We just recently started working on the issue of Barn Fires. According to the National Farm Building Code, only farm buildings with high human occupancy (greater than one person per 40 square meters) are required to be fitted with sprinklers and smoke alarms.

A Winnipeg Free Press article on January 02, 2009 reported that last year seven barn fires in Manitoba killed more than 30 000 pigs - about eight times more than the previous year. In 2007 more than 3 500 pigs died in six fires.

Large scale intensive farm practices mean that more animals are housed in small spaces, therefore fire prevention and animal evacuation are paramount to ensuring the health and well-being of animals.

Currently, Manitoba is considering making changes to provincial regulations on farm buildings.

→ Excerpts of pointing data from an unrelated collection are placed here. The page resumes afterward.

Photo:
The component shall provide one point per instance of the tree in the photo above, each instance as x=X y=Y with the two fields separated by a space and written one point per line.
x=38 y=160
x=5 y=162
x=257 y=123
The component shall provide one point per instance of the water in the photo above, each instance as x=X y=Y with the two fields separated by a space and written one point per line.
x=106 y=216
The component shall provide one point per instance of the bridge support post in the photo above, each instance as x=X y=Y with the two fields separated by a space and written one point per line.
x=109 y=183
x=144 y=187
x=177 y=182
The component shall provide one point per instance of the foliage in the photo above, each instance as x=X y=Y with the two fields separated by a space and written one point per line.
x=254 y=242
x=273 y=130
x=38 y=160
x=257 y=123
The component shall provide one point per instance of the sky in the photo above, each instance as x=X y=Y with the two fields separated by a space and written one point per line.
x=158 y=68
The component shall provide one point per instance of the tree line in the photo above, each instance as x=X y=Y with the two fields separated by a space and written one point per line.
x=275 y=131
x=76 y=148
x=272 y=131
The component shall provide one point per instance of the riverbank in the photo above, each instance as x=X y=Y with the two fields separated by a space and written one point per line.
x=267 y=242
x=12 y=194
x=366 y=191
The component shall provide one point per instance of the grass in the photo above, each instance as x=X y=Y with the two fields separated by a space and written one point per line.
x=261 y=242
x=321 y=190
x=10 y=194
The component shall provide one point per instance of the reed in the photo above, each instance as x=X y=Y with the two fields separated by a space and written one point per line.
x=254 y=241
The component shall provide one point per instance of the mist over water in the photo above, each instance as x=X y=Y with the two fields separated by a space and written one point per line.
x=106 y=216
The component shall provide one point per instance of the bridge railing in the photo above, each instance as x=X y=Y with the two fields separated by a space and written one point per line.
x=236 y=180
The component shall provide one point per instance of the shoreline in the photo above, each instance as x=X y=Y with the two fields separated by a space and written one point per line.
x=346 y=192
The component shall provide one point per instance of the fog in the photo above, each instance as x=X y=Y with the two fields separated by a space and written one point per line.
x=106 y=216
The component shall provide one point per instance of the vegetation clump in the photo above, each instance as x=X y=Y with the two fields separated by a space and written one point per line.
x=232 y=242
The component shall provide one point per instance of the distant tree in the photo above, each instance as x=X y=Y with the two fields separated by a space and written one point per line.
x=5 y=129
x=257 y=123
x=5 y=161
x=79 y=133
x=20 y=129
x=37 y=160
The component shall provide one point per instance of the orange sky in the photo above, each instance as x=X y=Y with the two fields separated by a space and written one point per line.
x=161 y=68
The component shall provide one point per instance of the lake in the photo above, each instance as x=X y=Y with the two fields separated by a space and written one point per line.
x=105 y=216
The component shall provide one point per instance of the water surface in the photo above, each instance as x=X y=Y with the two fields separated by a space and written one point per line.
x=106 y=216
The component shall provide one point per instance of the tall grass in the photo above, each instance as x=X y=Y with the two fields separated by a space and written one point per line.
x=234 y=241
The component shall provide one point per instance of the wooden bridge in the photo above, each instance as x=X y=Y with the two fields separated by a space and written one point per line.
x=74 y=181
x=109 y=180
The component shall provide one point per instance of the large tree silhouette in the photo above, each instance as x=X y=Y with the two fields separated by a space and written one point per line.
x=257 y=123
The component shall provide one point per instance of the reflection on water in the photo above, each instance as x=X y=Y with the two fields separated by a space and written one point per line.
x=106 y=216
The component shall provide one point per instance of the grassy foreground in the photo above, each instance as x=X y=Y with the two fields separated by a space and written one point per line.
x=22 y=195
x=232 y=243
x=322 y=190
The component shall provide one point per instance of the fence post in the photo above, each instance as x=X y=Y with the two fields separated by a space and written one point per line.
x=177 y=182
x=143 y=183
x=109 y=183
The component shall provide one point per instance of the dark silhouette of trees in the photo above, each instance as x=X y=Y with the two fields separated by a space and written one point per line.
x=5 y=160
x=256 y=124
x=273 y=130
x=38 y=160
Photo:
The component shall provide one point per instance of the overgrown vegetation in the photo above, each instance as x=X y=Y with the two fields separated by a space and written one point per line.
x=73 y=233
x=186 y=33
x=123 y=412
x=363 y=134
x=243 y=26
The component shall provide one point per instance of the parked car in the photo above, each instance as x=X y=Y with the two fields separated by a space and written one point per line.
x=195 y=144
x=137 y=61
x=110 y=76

Please, for the sake of the animals, take a moment to read the documents below and mail in a sign-on letter.

http://www.youtube.com/watch?v=zh3QoEYHFmo

Letter to the Standing Committee on Fire Protection.pdf

Loss of Lives by Fire.pdf

Appendix II - Data from Ontario.pdf

Sign-on Letter.pdf

http://www.firecomm.gov.mb.ca/docs/fbc_discussion_paper_final_may2009.pdf

Contact Info for the Manitoba Fire Commissioner:

Office of the Fire Commissioner
508-401 York Avenue
Winnipeg MB R3C 0P8
Telephone: (204) 945-3322
Fax: (204) 948-2089
Toll Free: 1-800-282-8069
Email: firecomm@gov.mb.ca

1 Comments:

At July 23, 2009 5:17 PM , Anonymous Anonymous said...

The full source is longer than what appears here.